BEIJING, China – October 12: The Chinese People’s Bank building (PBOC) was filmed on October 12, 2020 in Beijing, China.
VCG | China Visual Group Gety pictures
China maintained standard lending rates unchanged for the fourth month in a row on Monday, despite the reduction in the interest rate of the Federal Reserve in the United States last week.
The Popular Bank of China has maintained the price of the loan for one year without change by 3.0 %, while the five -year rate remained 3.5 %, according to statement. One year’s average affects most of the new and distinctive loans, while the five -year standard affects real estate loans.
The last central bank The major lending rates were reduced by 10 basis points in May As part of Beijing’s efforts to support its economy.
Last Thursday, PBOC maintained a seven -day reversal rate, which serves as the main policy rate, unchanged, following a 25 -degree federal reserve.

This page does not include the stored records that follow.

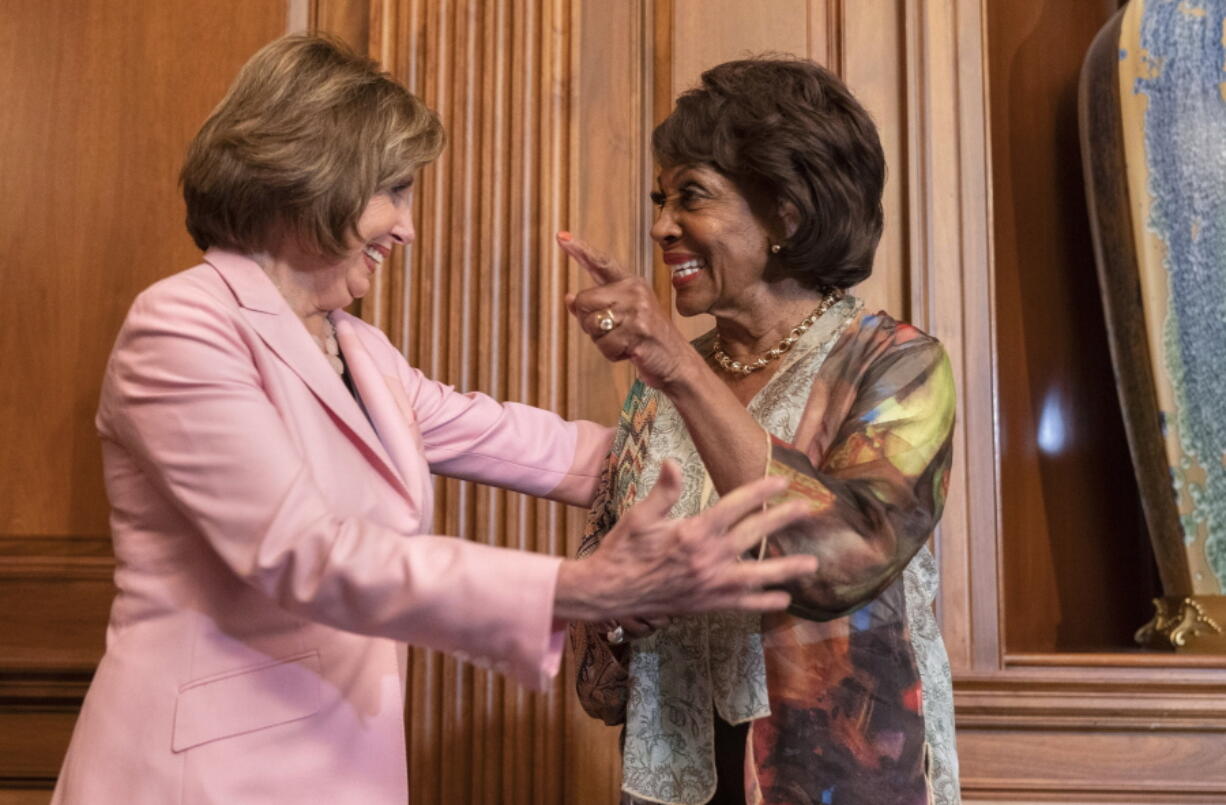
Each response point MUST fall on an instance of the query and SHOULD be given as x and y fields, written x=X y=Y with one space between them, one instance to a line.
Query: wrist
x=692 y=370
x=578 y=592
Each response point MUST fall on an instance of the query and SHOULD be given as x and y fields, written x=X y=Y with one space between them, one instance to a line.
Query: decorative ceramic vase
x=1154 y=147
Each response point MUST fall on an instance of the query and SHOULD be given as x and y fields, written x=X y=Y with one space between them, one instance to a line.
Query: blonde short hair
x=307 y=135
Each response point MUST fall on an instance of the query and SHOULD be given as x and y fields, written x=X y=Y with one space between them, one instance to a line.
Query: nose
x=665 y=230
x=402 y=232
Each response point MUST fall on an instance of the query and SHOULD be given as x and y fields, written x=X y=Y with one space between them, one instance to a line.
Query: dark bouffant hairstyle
x=788 y=130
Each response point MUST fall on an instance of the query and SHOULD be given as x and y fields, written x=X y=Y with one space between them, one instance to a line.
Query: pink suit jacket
x=269 y=559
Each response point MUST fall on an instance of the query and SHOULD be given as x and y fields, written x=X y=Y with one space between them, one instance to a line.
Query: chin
x=689 y=308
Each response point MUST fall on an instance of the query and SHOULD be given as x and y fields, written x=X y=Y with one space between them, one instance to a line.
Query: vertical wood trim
x=951 y=298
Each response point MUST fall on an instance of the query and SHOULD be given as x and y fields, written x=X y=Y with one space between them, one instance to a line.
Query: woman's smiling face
x=714 y=241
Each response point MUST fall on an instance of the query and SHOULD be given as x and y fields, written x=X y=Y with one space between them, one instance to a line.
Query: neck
x=299 y=279
x=760 y=320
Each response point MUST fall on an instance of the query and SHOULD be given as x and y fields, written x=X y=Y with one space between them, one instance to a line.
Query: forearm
x=732 y=445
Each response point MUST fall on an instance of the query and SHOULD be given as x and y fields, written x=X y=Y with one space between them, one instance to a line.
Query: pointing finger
x=602 y=268
x=741 y=501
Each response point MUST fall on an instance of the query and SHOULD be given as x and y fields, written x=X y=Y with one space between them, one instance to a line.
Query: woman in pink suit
x=267 y=460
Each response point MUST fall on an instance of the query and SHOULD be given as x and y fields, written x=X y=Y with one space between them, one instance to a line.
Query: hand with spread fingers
x=649 y=566
x=624 y=319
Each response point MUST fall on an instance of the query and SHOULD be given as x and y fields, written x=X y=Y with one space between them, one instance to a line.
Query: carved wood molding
x=49 y=558
x=951 y=297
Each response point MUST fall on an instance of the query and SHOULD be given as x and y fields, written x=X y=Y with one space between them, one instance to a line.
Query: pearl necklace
x=776 y=352
x=331 y=349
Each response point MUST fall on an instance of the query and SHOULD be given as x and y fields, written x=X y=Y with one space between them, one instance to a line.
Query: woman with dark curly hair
x=770 y=208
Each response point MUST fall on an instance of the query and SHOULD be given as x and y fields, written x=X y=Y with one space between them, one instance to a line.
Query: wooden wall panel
x=1078 y=563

Standard lending rates – which are usually imposed on the best customers in banks – are calculated monthly based on the proposed prices of the designated commercial banks provided to PBOC.
The decision came on Monday in line with economists’ expectations that the Chinese authorities will stop the main stimulus measures amid another gathering in the stock market, even at a time when a series of economic data confirm the signs of fatigue in the economy.
The CSI 300 normative index opened above Monday before a decrease of 0.24 %. The yuan abroad reinforces a little bit to 7.1161 against the US dollar.
Chinese Economic The deterioration of slowdown in August With a set of main indicators of missing expectations. Retail sales slowed to 3.4 % in August, when consumption remained weak, while industrial product growth decreased to 5.2 %, which represents its weakest level since August last year.
In another sign of slow domestic demand, consumer prices in China More than expected last month fell While the contraction continued in wholesale prices for about three years.
The growth of exports in the country slowed to 4.4 % in August, which represents its lowest growth rate since February, as the impact of front loading shipments and the establishment of the American commercial policy aimed at transporting exports to the third countries diminished.
A team of economists in Beijing said that the momentum of growth is largely weaker in the third quarter with the deterioration of the real estate recession in China.

Economists are largely expecting that Chinese policy makers will launch marginal monetary mitigation later this year to ensure the second largest economy in the world that reaches the goal of the annual growth of the government about 5 %.
“Beijing’s focus from risk management has turned to stimulating growth, and moving from tolerance with contraction to thinking about the economy,” said Hong Hao, the administrative partner, director and administrative staff at Lotus Assets.
“China has reached a point in which it should stop ineffective, accumulate assets fed by debts and start reducing unproductive investments,” he said, expecting more political motivation in the coming months.
Barclays expects that the real GDP in China will grow by 4.5 % in 2025, noting a clearer slowdown, “although” additional policy support “is likely later this year.
The bank expects that PBOC will reduce the reverse ribau rate for seven days and a 10 -day Permissible loan rate in the fourth quarter, as well as reduce AA 50 bus points in the rate of reserve requirements, which determines the amount of cash banks that must be kept in the reserve.